🤖 AI Summary
This work addresses critical limitations of existing end-to-end vision-language models in autonomous driving—namely, insufficient lane perception, language interpretation inaccuracies, and poor robustness in extreme scenarios. To overcome these challenges, we propose AppleVLM, a novel vision-language architecture that jointly enhances perception and planning by integrating multi-view spatiotemporal imagery with an explicit bird’s-eye-view planning modality. Our approach introduces three key innovations: a deformable Transformer-based visual encoder, a tri-modal alignment mechanism bridging vision, language, and planning, and a hierarchical Chain-of-Thought fine-tuning strategy. Experimental results demonstrate that AppleVLM achieves state-of-the-art performance on two CARLA benchmarks and successfully enables end-to-end autonomous driving in complex outdoor environments on a real-world AGV platform.
📝 Abstract
End-to-end autonomous driving has emerged as a promising paradigm integrating perception, decision-making, and control within a unified learning framework. Recently, Vision-Language Models (VLMs) have gained significant attention for their potential to enhance the robustness and generalization of end-to-end driving models in diverse and unseen scenarios. However, existing VLM-based approaches still face challenges, including suboptimal lane perception, language understanding biases, and difficulties in handling corner cases. To address these issues, we propose AppleVLM, an advanced perception and planning-enhanced VLM model for robust end-to-end driving. AppleVLM introduces a novel vision encoder and a planning strategy encoder to improve perception and decision-making. Firstly, the vision encoder fuses spatial-temporal information from multi-view images across multiple timesteps using a deformable transformer mechanism, enhancing robustness to camera variations and facilitating scalable deployment across different vehicle platforms.
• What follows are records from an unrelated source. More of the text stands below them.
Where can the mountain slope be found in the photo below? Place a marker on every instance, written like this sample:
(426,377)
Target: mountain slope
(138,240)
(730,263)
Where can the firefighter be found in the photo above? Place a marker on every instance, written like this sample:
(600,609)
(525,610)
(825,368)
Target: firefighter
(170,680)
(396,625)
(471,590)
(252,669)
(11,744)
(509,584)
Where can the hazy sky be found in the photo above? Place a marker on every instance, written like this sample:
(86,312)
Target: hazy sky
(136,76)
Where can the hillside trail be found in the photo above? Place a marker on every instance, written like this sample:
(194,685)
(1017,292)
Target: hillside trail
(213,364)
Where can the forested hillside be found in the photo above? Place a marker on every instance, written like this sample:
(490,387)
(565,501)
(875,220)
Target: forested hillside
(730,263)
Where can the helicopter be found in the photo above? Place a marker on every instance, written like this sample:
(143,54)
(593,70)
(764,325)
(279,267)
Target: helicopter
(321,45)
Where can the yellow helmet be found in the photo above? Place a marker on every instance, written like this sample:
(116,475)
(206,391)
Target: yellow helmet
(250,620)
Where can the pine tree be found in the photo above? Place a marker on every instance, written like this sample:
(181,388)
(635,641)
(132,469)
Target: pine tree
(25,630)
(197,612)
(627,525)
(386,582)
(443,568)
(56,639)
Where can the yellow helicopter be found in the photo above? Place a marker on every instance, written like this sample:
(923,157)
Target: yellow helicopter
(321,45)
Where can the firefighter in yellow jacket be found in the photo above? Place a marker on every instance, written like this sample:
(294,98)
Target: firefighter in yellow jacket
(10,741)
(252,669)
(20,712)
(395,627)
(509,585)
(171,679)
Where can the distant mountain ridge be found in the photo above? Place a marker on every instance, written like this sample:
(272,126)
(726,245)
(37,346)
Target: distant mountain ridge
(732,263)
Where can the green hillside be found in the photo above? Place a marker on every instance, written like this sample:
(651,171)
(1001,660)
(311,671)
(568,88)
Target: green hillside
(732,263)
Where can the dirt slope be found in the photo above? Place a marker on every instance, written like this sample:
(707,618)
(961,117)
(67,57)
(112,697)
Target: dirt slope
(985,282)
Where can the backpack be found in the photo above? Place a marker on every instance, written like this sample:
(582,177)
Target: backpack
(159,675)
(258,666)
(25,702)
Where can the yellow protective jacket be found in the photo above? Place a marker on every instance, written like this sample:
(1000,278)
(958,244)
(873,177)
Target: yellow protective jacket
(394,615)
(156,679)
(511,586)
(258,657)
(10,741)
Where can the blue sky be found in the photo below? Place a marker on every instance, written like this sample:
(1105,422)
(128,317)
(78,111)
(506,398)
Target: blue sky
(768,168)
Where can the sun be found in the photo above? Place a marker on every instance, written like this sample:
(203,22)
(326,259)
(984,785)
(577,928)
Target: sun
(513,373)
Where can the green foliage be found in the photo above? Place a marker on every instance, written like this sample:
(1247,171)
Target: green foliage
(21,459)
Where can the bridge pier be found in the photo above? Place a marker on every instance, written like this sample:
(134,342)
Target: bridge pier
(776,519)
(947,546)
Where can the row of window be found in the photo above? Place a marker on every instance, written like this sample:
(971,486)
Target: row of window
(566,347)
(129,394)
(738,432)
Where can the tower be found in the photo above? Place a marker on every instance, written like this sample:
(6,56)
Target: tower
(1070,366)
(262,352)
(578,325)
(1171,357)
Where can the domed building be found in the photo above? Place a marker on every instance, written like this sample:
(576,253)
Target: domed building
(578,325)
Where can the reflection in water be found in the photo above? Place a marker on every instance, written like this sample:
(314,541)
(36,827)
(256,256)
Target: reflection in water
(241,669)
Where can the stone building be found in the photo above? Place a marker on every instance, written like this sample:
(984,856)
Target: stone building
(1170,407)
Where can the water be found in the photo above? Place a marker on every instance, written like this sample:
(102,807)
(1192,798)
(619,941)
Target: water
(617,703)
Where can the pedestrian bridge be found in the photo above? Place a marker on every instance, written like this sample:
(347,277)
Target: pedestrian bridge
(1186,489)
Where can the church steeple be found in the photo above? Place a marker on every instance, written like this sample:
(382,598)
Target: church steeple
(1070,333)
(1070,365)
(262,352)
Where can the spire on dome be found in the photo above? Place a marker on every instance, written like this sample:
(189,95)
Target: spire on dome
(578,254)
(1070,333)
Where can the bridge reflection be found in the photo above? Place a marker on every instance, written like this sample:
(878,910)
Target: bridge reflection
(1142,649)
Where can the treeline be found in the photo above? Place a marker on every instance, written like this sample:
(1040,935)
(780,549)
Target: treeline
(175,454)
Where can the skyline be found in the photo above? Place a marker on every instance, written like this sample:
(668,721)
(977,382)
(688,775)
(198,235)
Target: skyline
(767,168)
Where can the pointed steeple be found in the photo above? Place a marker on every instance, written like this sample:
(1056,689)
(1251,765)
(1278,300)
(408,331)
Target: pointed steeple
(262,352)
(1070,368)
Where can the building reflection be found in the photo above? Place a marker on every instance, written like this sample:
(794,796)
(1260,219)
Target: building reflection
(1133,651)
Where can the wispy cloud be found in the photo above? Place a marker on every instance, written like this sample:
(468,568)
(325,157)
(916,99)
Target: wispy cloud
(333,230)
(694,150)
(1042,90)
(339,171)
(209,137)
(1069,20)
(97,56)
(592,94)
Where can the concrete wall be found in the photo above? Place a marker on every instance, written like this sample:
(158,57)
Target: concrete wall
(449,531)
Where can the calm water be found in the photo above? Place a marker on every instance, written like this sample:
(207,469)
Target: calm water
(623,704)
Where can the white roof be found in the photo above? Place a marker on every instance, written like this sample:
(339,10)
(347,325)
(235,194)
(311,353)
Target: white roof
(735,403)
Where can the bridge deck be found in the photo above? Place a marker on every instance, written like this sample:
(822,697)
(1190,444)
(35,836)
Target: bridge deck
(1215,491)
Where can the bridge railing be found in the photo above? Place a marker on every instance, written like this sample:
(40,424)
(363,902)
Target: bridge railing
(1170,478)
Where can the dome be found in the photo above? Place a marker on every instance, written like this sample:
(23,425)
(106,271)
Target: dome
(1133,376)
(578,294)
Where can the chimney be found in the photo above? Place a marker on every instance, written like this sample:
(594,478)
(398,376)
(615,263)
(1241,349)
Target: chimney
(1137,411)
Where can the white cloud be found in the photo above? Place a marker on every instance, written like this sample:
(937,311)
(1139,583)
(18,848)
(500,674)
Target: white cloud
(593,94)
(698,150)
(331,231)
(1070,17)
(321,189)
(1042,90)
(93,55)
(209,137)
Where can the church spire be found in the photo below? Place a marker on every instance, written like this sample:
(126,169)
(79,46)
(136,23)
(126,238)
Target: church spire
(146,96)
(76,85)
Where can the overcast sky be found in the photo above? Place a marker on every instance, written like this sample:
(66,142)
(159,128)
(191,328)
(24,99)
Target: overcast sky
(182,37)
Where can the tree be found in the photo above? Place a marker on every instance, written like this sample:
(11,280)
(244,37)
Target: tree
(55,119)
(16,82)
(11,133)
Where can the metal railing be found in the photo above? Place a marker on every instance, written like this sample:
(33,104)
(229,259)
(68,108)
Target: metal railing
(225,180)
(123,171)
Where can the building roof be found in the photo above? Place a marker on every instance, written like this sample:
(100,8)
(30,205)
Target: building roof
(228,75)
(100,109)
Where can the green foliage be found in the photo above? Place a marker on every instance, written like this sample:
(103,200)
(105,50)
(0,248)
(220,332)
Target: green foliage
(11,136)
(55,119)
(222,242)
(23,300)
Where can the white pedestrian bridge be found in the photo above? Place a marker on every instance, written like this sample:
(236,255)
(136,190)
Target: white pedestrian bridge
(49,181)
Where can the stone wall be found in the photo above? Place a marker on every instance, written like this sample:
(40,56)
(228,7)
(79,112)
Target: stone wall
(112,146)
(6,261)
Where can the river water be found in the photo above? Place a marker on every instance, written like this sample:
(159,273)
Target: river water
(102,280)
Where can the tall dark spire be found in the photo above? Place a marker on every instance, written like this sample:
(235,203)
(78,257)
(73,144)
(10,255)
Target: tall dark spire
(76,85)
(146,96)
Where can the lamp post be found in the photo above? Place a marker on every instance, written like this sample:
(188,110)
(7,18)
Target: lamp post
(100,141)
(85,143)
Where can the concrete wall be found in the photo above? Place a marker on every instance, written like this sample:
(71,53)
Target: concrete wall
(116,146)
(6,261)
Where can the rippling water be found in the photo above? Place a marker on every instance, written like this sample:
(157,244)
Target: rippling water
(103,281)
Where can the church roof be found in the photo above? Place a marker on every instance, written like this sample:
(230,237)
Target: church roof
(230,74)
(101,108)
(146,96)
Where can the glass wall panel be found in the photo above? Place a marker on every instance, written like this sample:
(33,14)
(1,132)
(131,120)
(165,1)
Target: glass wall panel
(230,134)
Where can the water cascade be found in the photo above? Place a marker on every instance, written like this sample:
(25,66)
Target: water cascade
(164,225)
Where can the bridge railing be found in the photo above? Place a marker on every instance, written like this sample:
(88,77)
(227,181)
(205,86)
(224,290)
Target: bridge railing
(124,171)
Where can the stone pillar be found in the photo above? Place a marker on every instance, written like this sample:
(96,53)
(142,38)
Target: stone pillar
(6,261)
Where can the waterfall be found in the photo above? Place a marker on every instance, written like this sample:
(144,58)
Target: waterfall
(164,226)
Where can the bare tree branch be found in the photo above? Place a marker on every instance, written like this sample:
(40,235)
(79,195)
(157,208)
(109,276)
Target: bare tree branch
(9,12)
Secondly, unlike traditional VLM-based approaches, AppleVLM introduces a dedicated planning modality that encodes explicit Bird's-Eye-View spatial information, mitigating language biases in navigation instructions. Finally, a VLM decoder fine-tuned by a hierarchical Chain-of-Thought integrates vision, language, and planning features to output robust driving waypoints. We evaluate AppleVLM in closed-loop experiments on two CARLA benchmarks, achieving state-of-the-art driving performance. Furthermore, we deploy AppleVLM on an AGV platform and successfully showcase real-world end-to-end autonomous driving in complex outdoor environments.